Introductory: this note describes how to get acceleration by 5-10 (and more times) when processing a large number of strings using the StringBuilder object instead of String.
Call the System.Text.StringBuilder constructor:
$SomeString = New-Object System.Text.StringBuilder
Reverse to String:
')
$Result = $Str.ToString()
While writing a script that handles many text files, a feature was found to work with strings in powershell, namely, the speed of parsing is significantly reduced if you try to process strings with the help of a standard string object.
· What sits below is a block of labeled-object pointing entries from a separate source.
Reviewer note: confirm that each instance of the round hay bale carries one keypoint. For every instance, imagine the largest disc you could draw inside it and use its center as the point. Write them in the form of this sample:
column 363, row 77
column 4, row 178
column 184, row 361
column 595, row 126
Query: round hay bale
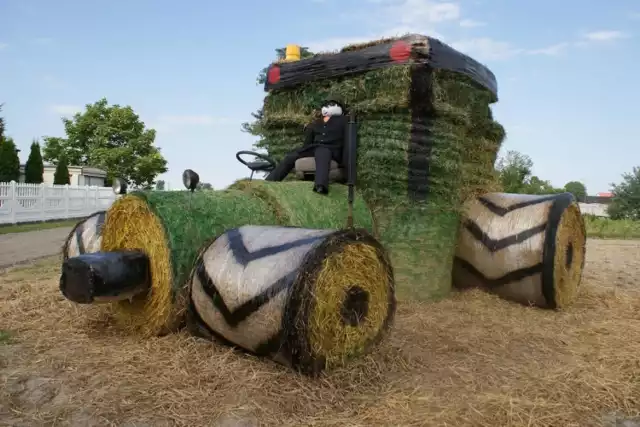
column 309, row 299
column 527, row 249
column 86, row 236
column 170, row 228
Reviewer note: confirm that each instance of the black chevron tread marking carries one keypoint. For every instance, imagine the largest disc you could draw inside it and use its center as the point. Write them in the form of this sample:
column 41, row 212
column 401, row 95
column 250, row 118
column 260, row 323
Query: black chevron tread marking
column 494, row 245
column 502, row 211
column 235, row 317
column 242, row 255
column 510, row 277
column 200, row 329
column 271, row 345
column 79, row 241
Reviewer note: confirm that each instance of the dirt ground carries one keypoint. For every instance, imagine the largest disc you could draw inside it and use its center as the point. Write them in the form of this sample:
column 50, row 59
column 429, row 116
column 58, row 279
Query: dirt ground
column 471, row 360
column 18, row 248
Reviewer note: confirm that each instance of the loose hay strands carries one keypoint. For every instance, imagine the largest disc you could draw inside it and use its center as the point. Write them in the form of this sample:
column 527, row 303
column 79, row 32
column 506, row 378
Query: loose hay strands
column 132, row 225
column 342, row 302
column 528, row 249
column 171, row 228
column 295, row 204
column 472, row 360
column 359, row 264
column 569, row 257
column 307, row 298
column 424, row 136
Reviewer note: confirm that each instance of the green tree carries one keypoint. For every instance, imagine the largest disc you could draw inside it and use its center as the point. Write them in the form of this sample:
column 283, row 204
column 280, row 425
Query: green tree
column 34, row 168
column 61, row 175
column 9, row 161
column 1, row 125
column 204, row 186
column 626, row 197
column 112, row 138
column 514, row 169
column 535, row 185
column 255, row 127
column 578, row 190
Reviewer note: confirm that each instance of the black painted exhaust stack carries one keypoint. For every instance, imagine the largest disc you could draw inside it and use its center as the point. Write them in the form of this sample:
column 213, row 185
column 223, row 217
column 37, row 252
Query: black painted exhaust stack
column 105, row 277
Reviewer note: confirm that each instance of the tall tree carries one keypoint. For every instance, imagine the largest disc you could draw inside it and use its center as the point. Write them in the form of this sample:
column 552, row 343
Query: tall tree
column 112, row 138
column 1, row 125
column 578, row 190
column 255, row 127
column 514, row 169
column 9, row 161
column 34, row 168
column 61, row 175
column 626, row 197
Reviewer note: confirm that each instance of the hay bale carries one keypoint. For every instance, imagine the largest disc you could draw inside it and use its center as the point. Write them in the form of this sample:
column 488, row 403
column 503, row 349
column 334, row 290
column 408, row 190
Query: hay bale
column 527, row 249
column 296, row 205
column 86, row 236
column 309, row 299
column 171, row 228
column 426, row 142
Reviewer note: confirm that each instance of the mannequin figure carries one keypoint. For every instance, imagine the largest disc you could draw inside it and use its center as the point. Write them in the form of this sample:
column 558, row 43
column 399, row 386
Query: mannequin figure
column 324, row 140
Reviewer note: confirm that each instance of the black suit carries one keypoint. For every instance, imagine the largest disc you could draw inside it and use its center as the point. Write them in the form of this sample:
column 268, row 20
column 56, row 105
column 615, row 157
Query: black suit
column 324, row 141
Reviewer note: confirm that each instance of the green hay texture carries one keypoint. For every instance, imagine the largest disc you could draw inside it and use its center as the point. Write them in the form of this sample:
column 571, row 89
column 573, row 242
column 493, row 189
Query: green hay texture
column 296, row 205
column 190, row 221
column 463, row 139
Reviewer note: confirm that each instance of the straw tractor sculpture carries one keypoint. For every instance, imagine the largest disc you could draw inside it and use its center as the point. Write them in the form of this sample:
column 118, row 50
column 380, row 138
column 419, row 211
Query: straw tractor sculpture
column 306, row 279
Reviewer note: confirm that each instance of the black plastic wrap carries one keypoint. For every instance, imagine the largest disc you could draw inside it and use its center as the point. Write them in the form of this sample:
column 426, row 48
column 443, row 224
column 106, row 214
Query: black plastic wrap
column 104, row 276
column 425, row 50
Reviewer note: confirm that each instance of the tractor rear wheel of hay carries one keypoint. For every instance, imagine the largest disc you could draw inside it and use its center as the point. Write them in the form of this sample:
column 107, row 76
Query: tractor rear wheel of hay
column 170, row 228
column 306, row 298
column 527, row 249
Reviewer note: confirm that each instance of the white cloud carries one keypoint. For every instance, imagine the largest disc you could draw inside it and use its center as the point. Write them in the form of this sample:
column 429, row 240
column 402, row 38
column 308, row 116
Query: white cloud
column 65, row 110
column 552, row 50
column 42, row 41
column 192, row 120
column 484, row 48
column 470, row 23
column 605, row 35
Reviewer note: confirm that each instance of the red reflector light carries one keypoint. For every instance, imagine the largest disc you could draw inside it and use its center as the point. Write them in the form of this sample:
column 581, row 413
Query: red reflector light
column 400, row 51
column 273, row 76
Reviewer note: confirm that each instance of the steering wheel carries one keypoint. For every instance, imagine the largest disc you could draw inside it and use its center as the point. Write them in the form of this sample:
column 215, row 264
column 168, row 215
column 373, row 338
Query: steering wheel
column 265, row 164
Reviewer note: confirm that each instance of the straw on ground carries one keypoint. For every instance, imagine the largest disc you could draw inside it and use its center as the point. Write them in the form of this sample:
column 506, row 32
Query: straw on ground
column 470, row 360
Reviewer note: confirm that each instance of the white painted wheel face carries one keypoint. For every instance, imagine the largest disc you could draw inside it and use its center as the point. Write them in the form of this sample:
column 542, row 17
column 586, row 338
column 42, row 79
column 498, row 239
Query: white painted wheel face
column 501, row 246
column 242, row 281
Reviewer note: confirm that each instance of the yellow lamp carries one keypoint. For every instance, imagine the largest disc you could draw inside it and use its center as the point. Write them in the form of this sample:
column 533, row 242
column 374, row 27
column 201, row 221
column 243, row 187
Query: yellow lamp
column 292, row 52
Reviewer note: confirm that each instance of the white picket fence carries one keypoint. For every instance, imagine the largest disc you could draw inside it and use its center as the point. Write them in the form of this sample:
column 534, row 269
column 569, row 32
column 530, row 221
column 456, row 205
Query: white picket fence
column 45, row 202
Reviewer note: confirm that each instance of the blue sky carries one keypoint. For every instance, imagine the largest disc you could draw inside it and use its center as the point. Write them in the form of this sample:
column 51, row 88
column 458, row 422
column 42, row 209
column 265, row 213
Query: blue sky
column 565, row 69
Initial data - a file clogged with lines by type:
key;888;0xA9498353,888_FilialName
In the raw version of the script, intermediate text files were used to control the processing, the loss of time for processing a file of 1000 lines was 24 seconds, and as the file size increases, the delay quickly increases. Example:
function test { $Path = 'C:\Powershell\test\test.txt' $PSGF = Get-Content $Path # $PSGFFileName = $Path + '-compare.txt' Remove-Item -Path $PSGFFileName -ErrorAction SilentlyContinue | Out-Null New-Item $PSGFFileName -Type File -ErrorAction SilentlyContinue | Out-Null # ToDo # , . # Add-Content, foreach ($Key in $PSGF) { $Val = $Key.ToString().Split(';') $test = $val[2] $Val = $test.ToString().Split(',') $test = $Val[0] Add-Content $PSGFFileName -Value $Test } $Result = Get-Content $PSGFFileName Remove-Item -Path $PSGFFileName -ErrorAction SilentlyContinue | Out-Null ### # end ################################ return $Result }
The result of the run:
99 lines - 1.8 seconds
1000 lines - 24.4 seconds
2000 lines - 66.17 seconds
Optimization №1
It is clear that this is no good. Replace upload to file with operations in memory:
function test { $Path = 'C:\Powershell\test\test.txt' $PSGF = Get-Content $Path $Result = '' # foreach ($Key in $PSGF) { $Val = $Key.ToString().Split(';') $test = $val[2] $Val = $test.ToString().Split(',') $test = $Val[0] $Result = $Result + "$test`r`n" } return $Result } Measure-Command { test }
The result of the run:
99 lines - 0.0037 seconds
1000 lines - 0.055 seconds
2000 lines - 0.190 seconds
It seems to be all right, the acceleration is obtained, but let's see what happens if there are more rows in the object:
10,000 lines - 1.92 seconds
20,000 lines - 8.07 seconds
40,000 lines - 26.01 seconds
This processing method is suitable for lists of no more than 5-8 thousand lines, then losses begin on the object constructor, the memory manager constantly allocates new memory when adding a line and copies the object.
Optimization # 2
Let's try to do better, use the "programmer" approach:
function test { $Path = 'C:\Powershell\test\test.txt' $PSGF = Get-Content $Path # $Str = New-Object System.Text.StringBuilder foreach ($Key in $PSGF) { $Val = $Key.ToString().Split(';') $temp = $val[2].ToString().Split(',') $Val = $temp $temp = $Str.Append( "$Val`r`n" ) } $Result = $Str.ToString() } Measure-Command { test }
The result of the run: 40,000 lines - 1.8 seconds.
Further improvements such as replacing foreach with for, ejecting the internal $ test variable did not give a significant increase in speed.
Briefly:
For efficient work with a large number of strings, use the System.Text.StringBuilder object. Constructor call:
$SomeString = New-Object System.Text.StringBuilder
Conversion to string:
$Result = $Str.ToString()
Explanation of the work of StringBuilder (the whole secret is in more efficient work of the memory manager).